Je suis interrompue par une voie grave. Je lève les yeux et le médecin se tient dans l’encadrement de la porte de sa salle de consultation. Ce n’est pas mon médecin traitant, je ne le connais pas. Pleine de confusion et je balbutie quelque chose qu’il ne saisit pas, apparemment. Il me relance :
– Je ne sais pas ce que vous cherchez mais ça a l’air important.
– Désolé, je suis confuse… Je…
Je saisis mon sac et je m’élance en direction du médecin. Celui-ci se tient désormais de profil et me m’invite de la main à entrer dans la pièce. Il m’indique un fauteuil où m’asseoir avant de faire le tour de son bureau. Je me fais tout de suite la réflexion que ce fauteuil n’a rien à faire là. C’est une sorte de fauteuil de salon en cuir marron. L’assise est basse et à peine m’y suis-je installée que mon corps en épouse la mousse. C’est une drôle de sensation. Je me sens prisonnière. Lui prend place et commence à me poser des questions tout en ayant les yeux rivés sur l’écran de son ordinateur.

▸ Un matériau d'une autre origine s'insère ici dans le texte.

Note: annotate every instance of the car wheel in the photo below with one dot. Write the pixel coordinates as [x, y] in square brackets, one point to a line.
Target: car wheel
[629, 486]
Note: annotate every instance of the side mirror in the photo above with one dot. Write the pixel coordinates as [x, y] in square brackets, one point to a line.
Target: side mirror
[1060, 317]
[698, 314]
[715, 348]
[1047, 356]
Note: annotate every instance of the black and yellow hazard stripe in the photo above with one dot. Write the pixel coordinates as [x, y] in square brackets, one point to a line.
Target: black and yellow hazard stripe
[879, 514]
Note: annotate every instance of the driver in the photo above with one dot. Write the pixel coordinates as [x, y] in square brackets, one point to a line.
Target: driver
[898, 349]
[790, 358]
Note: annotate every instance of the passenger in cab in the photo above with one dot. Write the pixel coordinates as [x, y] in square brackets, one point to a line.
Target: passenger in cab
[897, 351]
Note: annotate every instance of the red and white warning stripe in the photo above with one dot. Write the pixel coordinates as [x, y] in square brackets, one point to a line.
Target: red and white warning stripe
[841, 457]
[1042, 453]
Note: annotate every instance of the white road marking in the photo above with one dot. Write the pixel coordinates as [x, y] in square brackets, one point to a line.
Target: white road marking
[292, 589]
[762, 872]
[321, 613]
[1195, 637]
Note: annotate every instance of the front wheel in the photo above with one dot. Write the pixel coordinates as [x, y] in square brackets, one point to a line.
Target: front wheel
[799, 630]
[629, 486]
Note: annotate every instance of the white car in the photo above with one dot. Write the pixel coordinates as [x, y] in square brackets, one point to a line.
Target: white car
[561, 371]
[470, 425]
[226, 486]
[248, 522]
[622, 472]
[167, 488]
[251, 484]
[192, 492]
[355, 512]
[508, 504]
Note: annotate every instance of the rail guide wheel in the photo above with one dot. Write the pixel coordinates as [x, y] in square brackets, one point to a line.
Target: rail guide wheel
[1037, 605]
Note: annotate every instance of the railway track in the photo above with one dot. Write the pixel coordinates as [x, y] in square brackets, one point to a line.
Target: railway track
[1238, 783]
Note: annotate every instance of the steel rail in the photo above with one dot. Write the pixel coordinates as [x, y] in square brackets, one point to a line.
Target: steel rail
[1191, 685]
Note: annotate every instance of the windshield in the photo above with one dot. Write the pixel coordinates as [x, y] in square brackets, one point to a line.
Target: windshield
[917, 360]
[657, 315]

Je n’ai pas eu le temps de préparer ce que j’allais lui dire alors j’improvise.
– Je crois que j’ai quelque chose qui ne va pas. Je ne dors pas. Enfin, pas beaucoup. Mon cœur bat vite…
A ces mots, il lève enfin le nez vers moi. Il me regarde maintenaient au dessus de ses lunettes. Cela lui donne un air plus âgé qu’il ne l’est vraiment, ou alors un air suspicieux. Je sens qu’il me scrute alors je prends un air abattu.
– Il est nouveau ?
– Quoi ? Qu’est-ce qui est nouveau ?
– Votre tatouage ! Il a pas l’air bien vieux…
Cette phrase me stoppe net. Je ne me vois pas mais je sens que la peau de mon visage devient toute chaude, signe que je suis en train de rougir.
– Une erreur mon… monsieur, une erreur… dis-je en fondant en larmes.
Moi qui étais venue jouer le rôle de la malade, me voilà en train de pleurer de rage parce que ce type a repéré ce fichu tatouage. Tatouage que j’espérais camoufler avec ma veste… Tant que cette chose sera sur mon corps, les gens penseront que j’ai choisi le motif, qu’il me plait, que je suis heureuse. En réalité, c’est tout le contraire. Pas besoin de vous dire que ma tension artérielle a explosé les plafonds, que mes pulsations ont fait une envolée et qu’il n’a pas fallut me pousser beaucoup pour que la consultation prenne un autre tournure.
– Je pense que vous êtes très stressée madame. Voulez-vous me faire part de choses qui vous seraient arrivées ?
Est-ce qu’il pense vraiment que je vais lui dire que je me suis faite kidnapper ? Son regard suspicieux, le même que le flic de la dernière fois, m’enverra à l’hôpital psychiatrique en un battement de cil. Du coup je ne dis rien et la réponse ne venant pas, il n’insiste pas. S’il a de l’expérience il saura ce que cela veut dire : il y avait bien quelque chose, mais je ne suis pas prête à l’avouer.
Il ne s’éternise donc pas et je repars avec deux ordonnances : une prise de sang et des anti-dépresseurs. Deux semaines d’arrêt et un nouveau rendez-vous pour réévaluer mon état de santé à l’issu du traitement s’y ajoutent. Je règle la consultation, plie toutes ces feuilles avant de les jeter dans le fond de mon sac.
Je compte m’en aller sans me retourner mais je dois m’y reprendre à plusieurs fois pour m’extirper de ce fauteuil. Une fois sur mes deux jambes, je reprends la direction de la maison. J’ai une boite mail à pirater.